Plus récemment, les conditions ont encore évolué dans les
bistros et il est devenu « officiel » qu’on ne pouvait plus consommer
qu’assis au comptoir mais que le reste était libre (à part les règles sur le
passe et les masques). C’était très dur pour certains établissements comme l’Amandine
qui n’avait pas la place pour mettre des tabourets. Du coup, on a vu fleurir les
changements d’aménagements avec des petites tables posées le long du comptoir (quand
il y avait de l’espace), par exemple. A l’Amandine, on se tassait avec des
inconnus sur les quelques chaises à proximité du bar.

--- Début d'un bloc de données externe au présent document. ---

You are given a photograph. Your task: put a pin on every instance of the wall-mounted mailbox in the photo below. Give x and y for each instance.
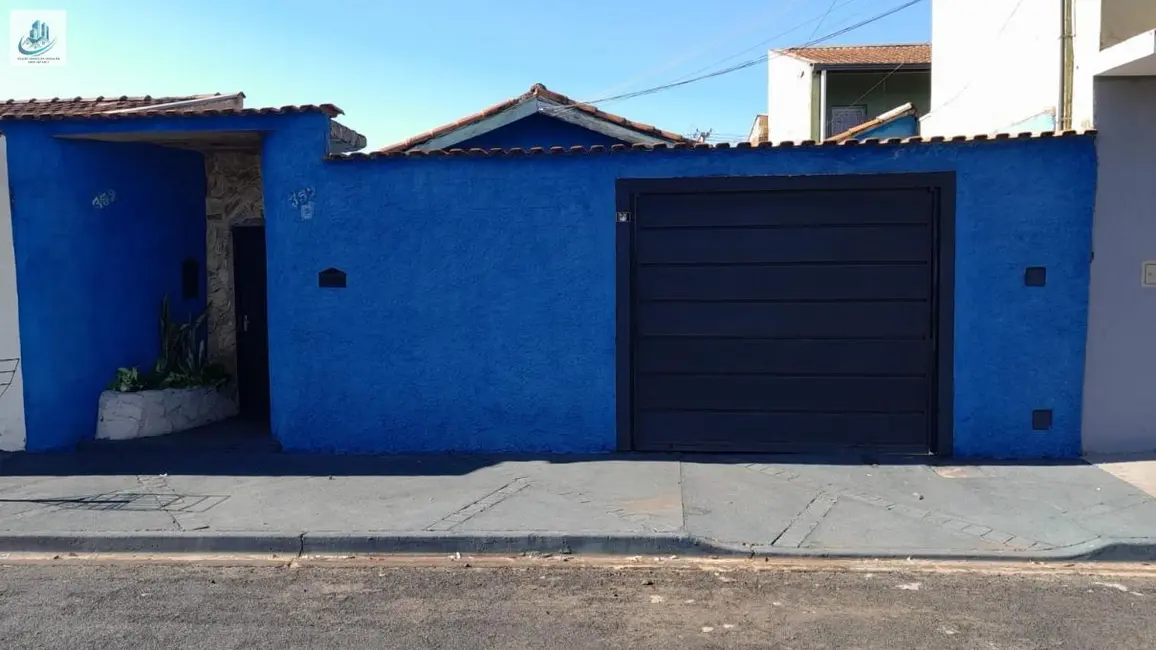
(1042, 419)
(190, 279)
(332, 279)
(1148, 274)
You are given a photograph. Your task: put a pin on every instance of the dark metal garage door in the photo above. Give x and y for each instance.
(782, 315)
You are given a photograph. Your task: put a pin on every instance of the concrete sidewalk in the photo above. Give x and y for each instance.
(258, 502)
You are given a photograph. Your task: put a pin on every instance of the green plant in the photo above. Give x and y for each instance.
(127, 381)
(182, 362)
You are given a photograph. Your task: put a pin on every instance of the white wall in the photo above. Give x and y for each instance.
(788, 98)
(997, 65)
(991, 68)
(12, 393)
(1119, 412)
(1125, 19)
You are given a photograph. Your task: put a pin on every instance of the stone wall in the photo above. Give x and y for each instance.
(234, 199)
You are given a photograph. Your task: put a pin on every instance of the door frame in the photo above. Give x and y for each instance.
(237, 316)
(941, 397)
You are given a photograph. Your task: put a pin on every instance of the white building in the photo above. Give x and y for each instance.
(1043, 65)
(1024, 65)
(816, 93)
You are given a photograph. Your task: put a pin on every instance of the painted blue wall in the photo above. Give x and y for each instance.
(480, 305)
(538, 131)
(905, 126)
(90, 279)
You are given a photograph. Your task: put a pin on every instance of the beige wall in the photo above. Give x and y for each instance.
(1119, 413)
(12, 393)
(234, 199)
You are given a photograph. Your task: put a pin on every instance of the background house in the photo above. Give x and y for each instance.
(1040, 65)
(538, 118)
(579, 300)
(816, 93)
(1028, 65)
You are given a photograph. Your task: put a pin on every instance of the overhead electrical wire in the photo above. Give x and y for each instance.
(747, 64)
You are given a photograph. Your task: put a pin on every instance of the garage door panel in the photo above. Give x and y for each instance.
(802, 320)
(780, 356)
(806, 208)
(782, 319)
(768, 431)
(795, 245)
(755, 392)
(807, 282)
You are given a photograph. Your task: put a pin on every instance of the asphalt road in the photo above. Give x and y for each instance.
(564, 606)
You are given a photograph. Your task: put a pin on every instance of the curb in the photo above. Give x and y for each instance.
(513, 544)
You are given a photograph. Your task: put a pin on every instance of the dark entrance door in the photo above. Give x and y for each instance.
(252, 325)
(784, 318)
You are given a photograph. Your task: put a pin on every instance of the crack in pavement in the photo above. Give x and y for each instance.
(806, 521)
(160, 484)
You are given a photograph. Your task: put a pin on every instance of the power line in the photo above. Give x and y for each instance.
(750, 63)
(703, 50)
(758, 45)
(820, 23)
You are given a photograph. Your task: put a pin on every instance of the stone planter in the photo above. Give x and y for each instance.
(155, 413)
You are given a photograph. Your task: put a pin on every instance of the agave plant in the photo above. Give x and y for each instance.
(182, 362)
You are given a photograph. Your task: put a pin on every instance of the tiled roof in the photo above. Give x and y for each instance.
(866, 54)
(701, 146)
(87, 105)
(536, 90)
(327, 109)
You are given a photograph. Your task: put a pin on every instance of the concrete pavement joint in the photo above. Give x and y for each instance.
(478, 507)
(806, 521)
(946, 521)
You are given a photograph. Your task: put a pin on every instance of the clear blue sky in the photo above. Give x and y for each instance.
(399, 67)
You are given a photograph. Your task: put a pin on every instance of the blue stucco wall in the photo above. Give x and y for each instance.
(480, 305)
(90, 279)
(538, 131)
(903, 127)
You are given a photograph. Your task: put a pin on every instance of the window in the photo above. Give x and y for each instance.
(844, 118)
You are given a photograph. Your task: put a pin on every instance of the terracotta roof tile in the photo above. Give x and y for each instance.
(61, 115)
(866, 54)
(87, 105)
(536, 90)
(699, 146)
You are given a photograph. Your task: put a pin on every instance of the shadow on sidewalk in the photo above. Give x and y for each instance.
(243, 449)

Encore plus récemment, le passe sanitaire est devenu le
passe vaccinal. Cela n’a rien changé pour les bistros sauf que les non vaccinés
ne pouvaient plus faire des PCR pour boire un demi. Le changement a été, pour
moi, plutôt psychologique (mais je ne suis pas dans mon blog politique :
le vaccin n’empêche ni la maladie ni la contagion, l’obligation du passe ne
correspondait plus à des règles d’hygiène liées à la présence dans le bistro
mais, semble-t-il, à la garantie de maintenir un taux de vaccinés important, le
temps que la vague en cours ne bifurque ou un truc comme ça). Cela s’est
accompagné, ou presque, d’un changement de durée du « deux doses »
qui a été assez perturbant (mais toujours hors bistro).
Peu après, les contraintes sur les comptoirs ont été levés :
on a pu reprendre une partie de la vie d’avant dans les bistros sans tabouret !
Un vrai soulagement, pour certains…
Et il y a ce matin, avec la fin du masque. Mais le maintien
du passe ce qui rend le tout toujours ridicule (cela étant, avoir le droit de
consommer sans masque mais être obligés de mettre le masque pour circuler dans
l’établissement était cocasse).
La mémoire me joue des tours. Je crois réellement que j’ai
oublié des étapes importantes (je me demande, par exemple, s’il n’y a pas eu
une deuxième phase de fermeture des bistros).
Au moins, bientôt, tout cela sera derrière nous jusqu’à la
prochaine alerte. Mais pas totalement. Le fossé entre les « pour » et
les « contre » se s’est tellement creusé qu’on n’arrivera pas à calmer
totalement le jeu. En particulier, je ne me vois pas organiser de nouvelles
rencontres de blogueurs politiques…
Et il y a tous les ahuris qui traitent les « bistros »
de collabos et qui jurent de ne jamais aller dans ceux qui ont rendu les
contrôles obligatoires… vu qu’ils étaient obligatoires. Vous savez, toutes ces
andouilles qui traitent ceux qui respectent la loi de « collabos » vu
qu’au tant de la guerre la loi était
faite par les nazis avec du poil dans les oreilles.